1. Pack it with protein: I remember I used to always have a bowl of cereal for breakfast and an hour later feel hungry again. The problem with my breakfast was that it was low in protein and high in carbohydrates. Protein not only helps keep us feeling full, it also helps support our metabolism, energy levels, brain, and muscles. Always make sure to include high quality protein sources at breakfast such as organic eggs, plain Greek yogurt, natural peanut butter, or protein powders using whey, pea, or rice protein.
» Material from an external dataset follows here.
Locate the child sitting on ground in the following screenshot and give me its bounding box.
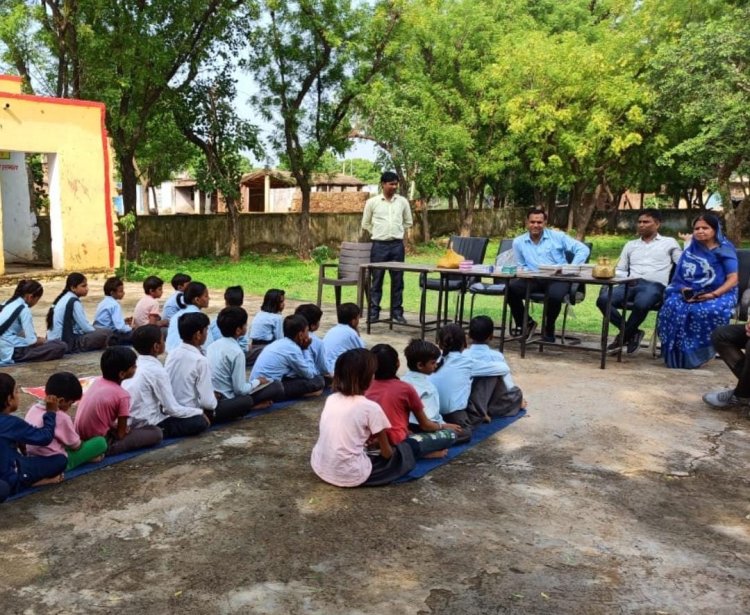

2. Eat within one hour of waking up: Since breakfast literally means “break the fast,” eating within one hour of waking up helps to wake up the body and turn the power switch on your metabolism. Not hungry right away in the morning? This brings me to my next point…
3. Start small: If you aren’t currently a breakfast eater then focus on starting small. Having a small snack such as half a banana with some natural peanut butter, or a hard boiled egg with fruit are good options. Once you start eating something in the morning your metabolism starts to rev up; helping you burn more calories throughout the day. I often find that people who want to lose weight will skip breakfast. Unfortunately, all that skipping meals will do is slow down your metabolism and lead to more weight gain in the long run.
4. Add vegetables: Wait, what? I know vegetables aren’t really something you think about when you hear the word breakfast, so let’s change that. Adding vegetables in the morning is a simple change you can do to add more nutrients to your morning meal. Try adding spinach or kale to a protein smoothie, sautéing broccoli or asparagus in an omelet, or having a “breakfast salad” with salad greens topped with eggs or nitrate-free sausage. The more vegetables you can incorporate throughout the day, the better, and why not start with having them in the morning too?
5. Get in color: What does toast, oatmeal, bagels, and cereal all have in common? A lack of color. Think beyond the traditional breakfast foods and incorporate color from foods like organic eggs, fruit, and vegetables (I’m back to talking about vegetables!) I always tell clients to try to have at least three different colors on your plate at meals to ensure variety. So think beyond brown, and incorporate some color in the morning.